This helps operators make better decisions, streamline operations, and enhance profitability.
Creating craveable dishes and providing high-quality service are crucial parts of running a successful restaurant, but so is having a comprehensive understanding of your restaurant's financials. One of the most important parts is accurately calculating food costs. This helps operators make better decisions, streamline operations, and enhance profitability.
What is Food Cost?
The first step is defining what food cost is—the total expense needed to purchase ingredients for menu items. This is inclusive of all the edible components of a dish, including spices, produce, meats, and condiments.
Determining the Cost of Ingredients
To calculate food costs, you need to establish the cost of ingredients. This means keeping records of all purchases and invoices. Consider these steps:
- Inventory Management: Maintain a list of all your ingredients, including quantities, unit costs, and suppliers. Regularly update this list to ensure accuracy.
- Supplier Selection: Collaborate with reliable suppliers who offer competitive prices without compromising on quality. Establishing strong relationships with suppliers can lead to better deals and cost savings.
- Invoice Organization: Keep track of all invoices and receipts related to ingredient purchases. Ensure that each invoice corresponds to the respective ingredients on your inventory list.

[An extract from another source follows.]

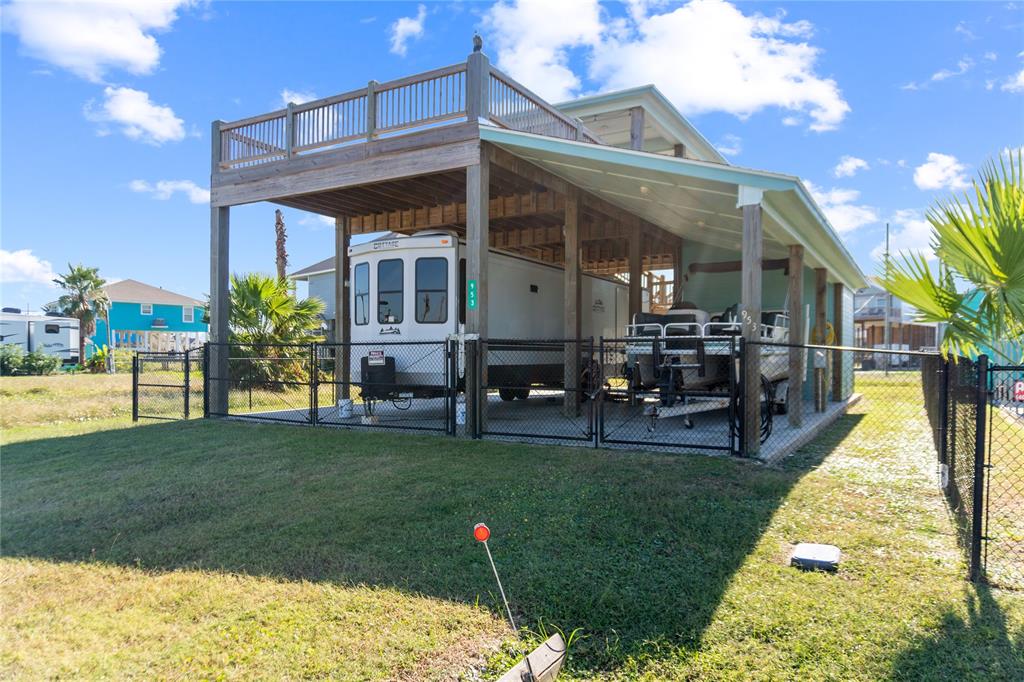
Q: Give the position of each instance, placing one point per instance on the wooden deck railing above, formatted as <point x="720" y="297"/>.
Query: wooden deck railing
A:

Calculating Food Cost Percentage
Once you've determined the cost of ingredients, you can calculate the food cost percentage for each menu item. This helps evaluate the profitability of a dish. Follow these steps:
- Determine Recipe Costs: Analyze the recipe of each menu item and identify the ingredients used, along with their quantities. Multiply the cost per unit for each ingredient by its quantity to calculate the ingredient cost for the recipe.
- Determine Total Cost: Add up the ingredient costs for each menu item to obtain the total cost of producing that dish.

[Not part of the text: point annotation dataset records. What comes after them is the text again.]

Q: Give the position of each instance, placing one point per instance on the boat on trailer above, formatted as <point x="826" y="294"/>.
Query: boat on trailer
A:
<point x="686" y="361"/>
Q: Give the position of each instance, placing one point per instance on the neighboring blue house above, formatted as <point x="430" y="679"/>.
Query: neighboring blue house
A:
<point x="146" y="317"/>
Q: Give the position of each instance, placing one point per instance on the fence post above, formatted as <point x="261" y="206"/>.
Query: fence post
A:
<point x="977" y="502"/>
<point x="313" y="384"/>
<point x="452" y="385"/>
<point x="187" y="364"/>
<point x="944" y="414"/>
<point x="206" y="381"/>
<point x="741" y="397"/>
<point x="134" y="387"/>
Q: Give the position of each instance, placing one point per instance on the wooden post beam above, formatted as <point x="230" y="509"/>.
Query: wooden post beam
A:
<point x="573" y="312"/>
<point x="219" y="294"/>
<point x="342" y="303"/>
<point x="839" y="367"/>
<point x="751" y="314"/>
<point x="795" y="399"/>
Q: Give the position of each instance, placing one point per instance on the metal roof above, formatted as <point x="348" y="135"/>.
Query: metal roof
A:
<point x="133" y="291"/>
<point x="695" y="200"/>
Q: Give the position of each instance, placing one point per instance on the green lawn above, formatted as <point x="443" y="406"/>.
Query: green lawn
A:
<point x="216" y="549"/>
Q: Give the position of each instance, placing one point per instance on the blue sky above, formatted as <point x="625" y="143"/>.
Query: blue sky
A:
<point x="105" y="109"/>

- Calculate Food Cost Percentage: Divide the total cost of the dish by its selling price, then multiply the result by 100 to obtain the food cost percentage. For example, if the total cost is $5 and the selling price is $15, the food cost percentage would be (5/15) x 100 = 33.33 percent. The ideal range for restaurants is between 28 and 35 percent.
Tracking Variations in Food Cost
Food costs can fluctuate due to factors such as seasonal price changes, supplier issues, or market volatility. Several chains, big and small, have been dealing with this issue throughout the pandemic. For example, Darden's food costs rose from $811.4 million to $855.3 million during its fiscal fourth quarter. At Brinker International, parent of Chili's and Maggiano's, food and beverage costs rose from $270.3 million to $287.3 million year-over-year in its most recent financial quarter.
It's vital to monitor these variations and adjust calculations accordingly. Here are a few strategies to help:
a. Regular Price Comparison: Periodically compare prices offered by suppliers to ensure you are getting the best possible deal.
b. Analyze Usage and Waste: Keep a close eye on ingredient usage and minimize waste. Proper portion control and efficient inventory management can significantly impact food costs.
c. Menu Engineering: Analyze your menu and identify the high-profit and low-profit items. Adjust portion sizes, pricing, or ingredients to optimize profitability.
Gross Profit Margin
A restaurant in good standing has a gross profit margin of around 70 percent, according to Lightspeed. This means that for every $100 a customer spends, the gross profit is $70.
Here's how to calculate gross profit margin:
Gross Profit Margin = (Total Sales - Food Cost) / Total Sales
Lightspeed uses the example of a burger concept that earns $1.25 million in sales between July and September, with food costs of $400,000.
($1,250,000 - $400,000) / $1,250,000 = 0.68, or 68 percent gross profit margin.
Ultimately, understanding how to calculate food costs empowers restaurant owners and managers to take control of their financial operations. By implementing these techniques and continuously monitoring and adjusting food costs, you can not only increase profitability but also improve the sustainability of your restaurant.